# **DataPipeline Guide**

This notebook is a guide for DataPipeline, a configurable streaming dataset loader. DataPipeline's core functionality is to convert each row of a tabular dataset into a vector that Bolt can understand. What makes DataPipeline unique is that it allows you to configure what features to extract from a dataset and how to encode them as vectors. We do this by using what we call "blocks", objects that read specific columns of each row in a dataset and adds a feature segment to the row's corresponding vector.

To illustrate, let's take a look at an example use case. First, we generate a mock dataset. Each row of this dataset has two comma-delimited columns.

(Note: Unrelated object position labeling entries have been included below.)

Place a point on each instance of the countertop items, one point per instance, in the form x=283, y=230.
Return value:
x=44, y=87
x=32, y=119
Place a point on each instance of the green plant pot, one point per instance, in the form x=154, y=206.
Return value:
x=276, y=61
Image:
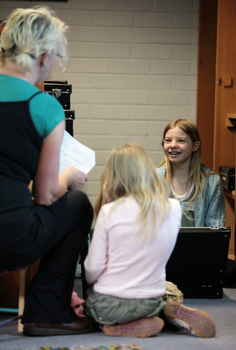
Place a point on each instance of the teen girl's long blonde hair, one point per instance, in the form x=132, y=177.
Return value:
x=129, y=171
x=197, y=175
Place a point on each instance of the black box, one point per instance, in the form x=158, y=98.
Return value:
x=227, y=175
x=198, y=262
x=70, y=116
x=60, y=90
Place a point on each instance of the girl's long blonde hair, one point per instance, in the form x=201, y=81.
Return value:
x=129, y=171
x=197, y=175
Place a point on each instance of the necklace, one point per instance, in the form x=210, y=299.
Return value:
x=183, y=196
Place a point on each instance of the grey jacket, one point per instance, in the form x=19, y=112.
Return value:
x=210, y=209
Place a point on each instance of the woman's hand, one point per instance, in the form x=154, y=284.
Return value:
x=77, y=178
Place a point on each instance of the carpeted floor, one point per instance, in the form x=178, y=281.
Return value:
x=223, y=312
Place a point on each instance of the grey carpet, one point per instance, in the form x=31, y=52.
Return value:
x=223, y=312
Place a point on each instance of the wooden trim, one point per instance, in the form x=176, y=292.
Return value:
x=206, y=77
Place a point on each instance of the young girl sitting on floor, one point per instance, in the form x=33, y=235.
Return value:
x=196, y=187
x=135, y=233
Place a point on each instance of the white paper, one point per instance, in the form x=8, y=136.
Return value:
x=75, y=153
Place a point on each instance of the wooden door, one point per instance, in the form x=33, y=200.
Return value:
x=225, y=101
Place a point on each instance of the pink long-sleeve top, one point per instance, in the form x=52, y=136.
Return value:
x=120, y=262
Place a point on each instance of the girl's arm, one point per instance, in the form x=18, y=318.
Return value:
x=214, y=202
x=48, y=186
x=96, y=260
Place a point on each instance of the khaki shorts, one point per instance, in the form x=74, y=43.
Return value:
x=107, y=309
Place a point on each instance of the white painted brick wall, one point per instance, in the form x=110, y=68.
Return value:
x=133, y=68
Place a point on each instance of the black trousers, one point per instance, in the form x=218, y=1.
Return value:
x=49, y=292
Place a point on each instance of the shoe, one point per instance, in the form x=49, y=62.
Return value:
x=80, y=326
x=145, y=327
x=193, y=321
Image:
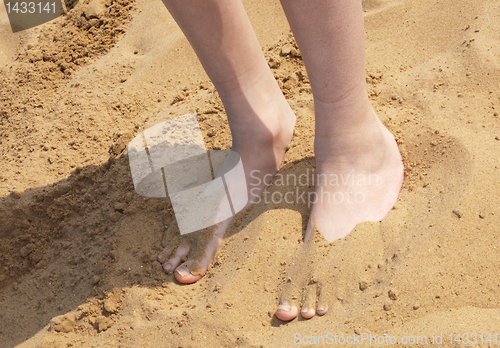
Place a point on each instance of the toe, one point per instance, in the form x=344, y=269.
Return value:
x=322, y=310
x=285, y=311
x=184, y=276
x=176, y=260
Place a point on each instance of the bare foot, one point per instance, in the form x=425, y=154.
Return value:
x=358, y=178
x=260, y=137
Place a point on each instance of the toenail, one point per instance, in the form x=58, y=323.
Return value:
x=183, y=271
x=285, y=307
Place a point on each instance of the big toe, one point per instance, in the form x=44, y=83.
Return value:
x=286, y=312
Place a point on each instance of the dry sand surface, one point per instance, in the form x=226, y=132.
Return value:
x=78, y=245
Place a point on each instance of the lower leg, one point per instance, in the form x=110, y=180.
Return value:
x=356, y=156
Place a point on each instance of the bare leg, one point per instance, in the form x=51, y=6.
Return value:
x=358, y=165
x=260, y=119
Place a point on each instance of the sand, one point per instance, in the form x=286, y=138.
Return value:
x=78, y=246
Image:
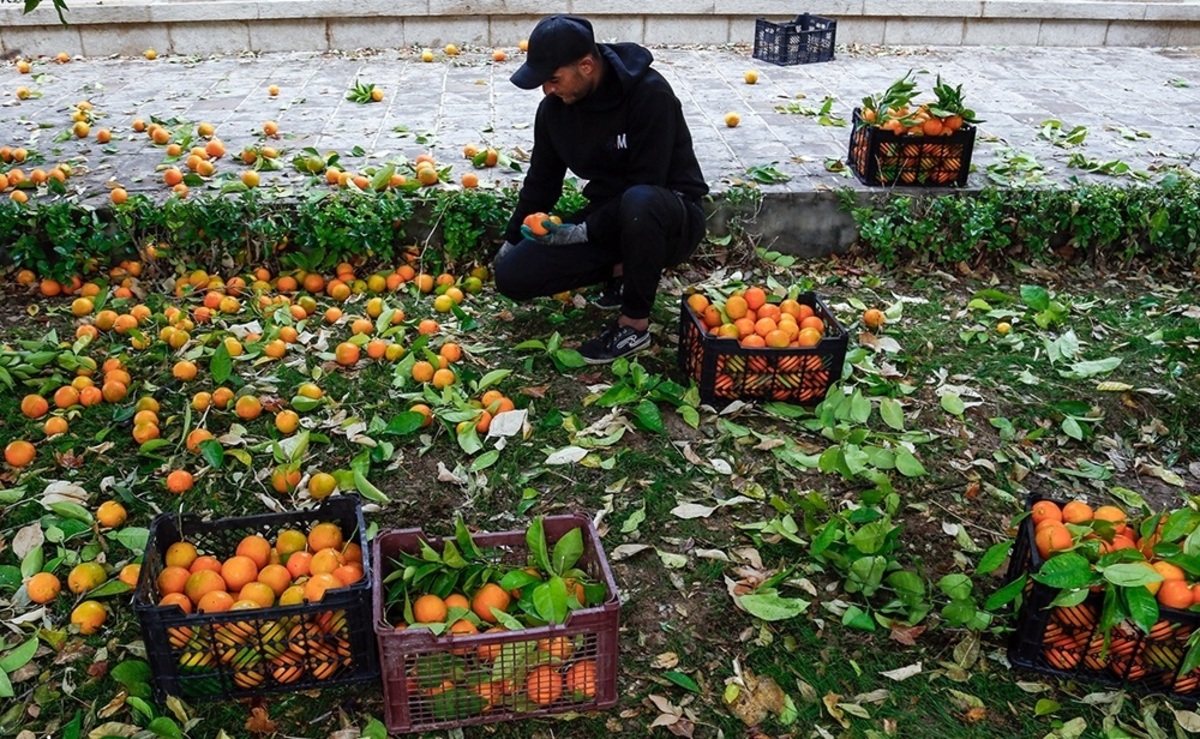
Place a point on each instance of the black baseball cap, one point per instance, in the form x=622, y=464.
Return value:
x=555, y=42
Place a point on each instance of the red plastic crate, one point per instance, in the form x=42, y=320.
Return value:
x=726, y=371
x=447, y=682
x=1068, y=642
x=882, y=157
x=246, y=653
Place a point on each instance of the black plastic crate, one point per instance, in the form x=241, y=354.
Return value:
x=883, y=157
x=448, y=682
x=726, y=371
x=807, y=40
x=252, y=652
x=1067, y=641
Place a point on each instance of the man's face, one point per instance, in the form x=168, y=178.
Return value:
x=573, y=82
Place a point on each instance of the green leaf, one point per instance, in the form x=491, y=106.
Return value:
x=1036, y=296
x=213, y=452
x=1066, y=570
x=892, y=413
x=485, y=460
x=535, y=541
x=953, y=404
x=369, y=491
x=375, y=730
x=132, y=673
x=994, y=557
x=682, y=680
x=1129, y=575
x=771, y=606
x=647, y=416
x=165, y=727
x=568, y=551
x=909, y=464
x=1007, y=594
x=406, y=422
x=19, y=656
x=221, y=365
x=550, y=600
x=72, y=511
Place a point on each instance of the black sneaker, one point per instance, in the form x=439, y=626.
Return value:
x=610, y=298
x=615, y=342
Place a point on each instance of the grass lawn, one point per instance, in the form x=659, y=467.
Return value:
x=937, y=431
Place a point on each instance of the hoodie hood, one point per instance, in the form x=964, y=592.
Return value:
x=625, y=64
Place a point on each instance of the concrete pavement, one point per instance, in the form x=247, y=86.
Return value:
x=1137, y=104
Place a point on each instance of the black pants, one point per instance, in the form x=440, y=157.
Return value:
x=647, y=229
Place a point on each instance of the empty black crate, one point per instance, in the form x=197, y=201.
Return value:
x=883, y=157
x=244, y=653
x=805, y=40
x=726, y=371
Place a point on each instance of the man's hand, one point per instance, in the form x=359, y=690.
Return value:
x=558, y=234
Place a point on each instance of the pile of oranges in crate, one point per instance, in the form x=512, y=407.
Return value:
x=1147, y=562
x=297, y=569
x=748, y=317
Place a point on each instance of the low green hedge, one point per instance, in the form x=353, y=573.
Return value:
x=1108, y=226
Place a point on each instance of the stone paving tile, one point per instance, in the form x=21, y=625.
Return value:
x=443, y=106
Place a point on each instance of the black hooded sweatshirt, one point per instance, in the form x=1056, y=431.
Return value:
x=629, y=131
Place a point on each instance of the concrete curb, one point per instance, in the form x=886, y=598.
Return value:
x=101, y=28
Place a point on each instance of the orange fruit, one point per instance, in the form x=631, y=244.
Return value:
x=1045, y=509
x=430, y=610
x=487, y=598
x=19, y=454
x=43, y=587
x=89, y=617
x=257, y=548
x=581, y=679
x=111, y=515
x=544, y=685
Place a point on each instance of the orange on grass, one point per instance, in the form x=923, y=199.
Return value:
x=347, y=354
x=544, y=685
x=322, y=485
x=443, y=378
x=257, y=548
x=87, y=576
x=487, y=598
x=249, y=407
x=89, y=617
x=35, y=406
x=43, y=587
x=111, y=514
x=581, y=679
x=423, y=371
x=130, y=575
x=430, y=610
x=19, y=454
x=1077, y=511
x=1045, y=509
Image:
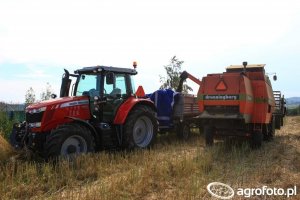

The first column contains a class ID and the second column contains a sentence. This is typical of a text classification dataset, where the task is to predict the class ID from the given text.

In [None]:
n_classes = 3
n_samples = 10_000

with open("test.csv", "w") as f:
    for i in range(n_samples):
        sentiment = i % 3
        if sentiment == 0:
            f.write("0,bad stuff\n")
        elif sentiment == 1:
            f.write("1,good stuff\n")
        else:
            f.write("2,neutral stuff\n")

Given the shape of our dataset and the task that it is used for, we want to pass vectors that represent text from the second column to our Bolt model as input and pass vectors that represent categorical information from the first column as labels. This is what that looks like with DataPipeline.

In [None]:
from thirdai.dataset import DataPipeline, blocks

pipeline = DataPipeline(
    filename="test.csv", 
    input_blocks=[blocks.TextUniGram(col=1, dim=100_000)],
    label_blocks=[blocks.NumericalId(col=0, n_classes=n_classes)],
    batch_size=256)

We've covered the main ideas, so now let's have a closer look at how we can configure this more.

In [None]:
from thirdai.dataset import text_encodings, categorical_encodings

pipeline = DataPipeline(
    filename="test.csv", 
    input_blocks=[
        blocks.TextUniGram(col=1, dim=100_000),
        blocks.TextPairGram(col=1, dim=100_000),
        blocks.TextCharKGram(col=1, k=3, dim=100_000), # Character trigrams
        blocks.NumericalId(col=0, n_classes=2), # Default encoding for categorical block
    ],
    label_blocks=[blocks.NumericalId(col=0, n_classes=n_classes)],
    batch_size=256,
    has_header=False, # Pipeline discards the header if the dataset has one.
    delimiter=',') # Any character is a valid delimiter.

# **Use case**
As shown above, DataPipeline can be quite flexible – in fact, too flexible to be given to customers. However, this can be useful in cases where we don't know how to best encode features for a new dataset or task. We can try different combinations of features without writing new data processing scripts, without recompiling C++ code after each iteration, and with the speed of a data-parallel C++ implementation. We can also use this tool to prototype new end-to-end models. For example, suppose I want to create an end-to-end sequential recommendation system. Instead of building a data loader from scratch, I can wrap DataPipeline in an "autotuner" of sorts. Of course, a hard-coded specialized system can be faster than a generic one, so we can then profile this prototype and hard-code the system to speed it up as needed. 

# **Limitations**
You may also have noticed that we don't have that many blocks at all! This is because we have only implemented the bare minimum for a specific use case. The good news is that the block interface is highly extendable and we can keep adding new blocks as we see fit. To do this, simply add a new implementation of the `Block` abstract class found in `dataset/src/blocks/BlockInterface.h`, then write python bindings and tests as necessary. You can refer to `dataset/src/blocks/Text.h` as an example `Block` implementation.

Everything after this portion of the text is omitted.